I've been building extreme-performance enthusiast systems for more than 20
years which has included using about every sort of exotic TIM you can imagine,
including all the various types of liquid metals. Noctua NT-H1 is my continued
go-to and the numerous benchmarks of TIMs continues to provide strong evidence
that for the money you can't beat it.

------
squarefoot
Call me old-style, but I still use the traditional white silicone based
thermal paste. It might not be the best product where top efficiency is
desired, but it won't deteriorate over time: I've removed TO3 transistors from
30+ years old equipment and their white thermal paste was still soft to the
touch. Some of the silver/gold ones I tried in the past with CPUS (before
going back to the old one) would become solid and deteriorate in a couple
years max.

------
cadr
I wish they would have included Desitin (baby rash cream).
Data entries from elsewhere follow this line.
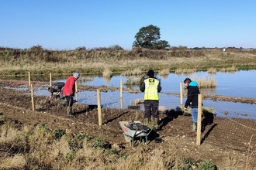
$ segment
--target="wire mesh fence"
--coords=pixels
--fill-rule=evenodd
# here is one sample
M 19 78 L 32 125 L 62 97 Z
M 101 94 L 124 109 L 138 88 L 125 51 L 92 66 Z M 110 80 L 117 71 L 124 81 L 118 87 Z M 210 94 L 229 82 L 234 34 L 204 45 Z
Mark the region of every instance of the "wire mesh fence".
M 95 92 L 83 92 L 78 95 L 80 95 L 81 102 L 85 102 L 88 104 L 97 104 L 97 94 Z M 143 114 L 143 93 L 134 95 L 124 92 L 121 100 L 119 91 L 101 92 L 101 105 L 103 107 L 114 109 L 121 109 L 123 106 L 123 109 L 141 110 L 140 114 Z M 183 99 L 183 104 L 185 101 L 185 98 Z M 220 108 L 206 100 L 203 101 L 202 112 L 202 144 L 210 143 L 219 147 L 230 148 L 234 150 L 256 151 L 255 119 L 237 113 L 235 109 Z M 191 114 L 189 111 L 188 114 L 184 114 L 183 106 L 181 105 L 179 97 L 170 95 L 169 100 L 160 100 L 159 113 L 162 120 L 160 121 L 161 126 L 172 128 L 171 133 L 173 134 L 180 137 L 187 135 L 195 138 L 195 134 L 190 131 Z M 169 121 L 164 122 L 164 120 L 167 119 Z

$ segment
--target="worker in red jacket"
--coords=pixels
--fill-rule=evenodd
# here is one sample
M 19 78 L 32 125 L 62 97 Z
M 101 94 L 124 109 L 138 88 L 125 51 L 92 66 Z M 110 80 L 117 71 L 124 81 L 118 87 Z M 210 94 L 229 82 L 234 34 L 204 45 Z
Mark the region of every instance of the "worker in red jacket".
M 79 73 L 75 73 L 73 76 L 68 77 L 63 90 L 63 95 L 65 96 L 67 100 L 67 117 L 73 117 L 72 106 L 73 97 L 74 97 L 75 82 L 79 78 Z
I've seen it
recommended to use in a pinch and wonder how it stacks up. (I've used it on
little homebrew radios, and it seems to work, but I've never gotten around to
comparing how it works against 'real' compounds.)

------
SippinLean
Turns out mayonnaise performs just about as well as Arctic MX-4:
[http://www.hardwaresecrets.com/wp-
content/uploads/tcr9-g1.gi...](http://www.hardwaresecrets.com/wp-
content/uploads/tcr9-g1.gif)

------
omgtehlion
small tip: if you have a rough time applying liquid metal, try using cotton
swabs. You do not even need to roughen the surface.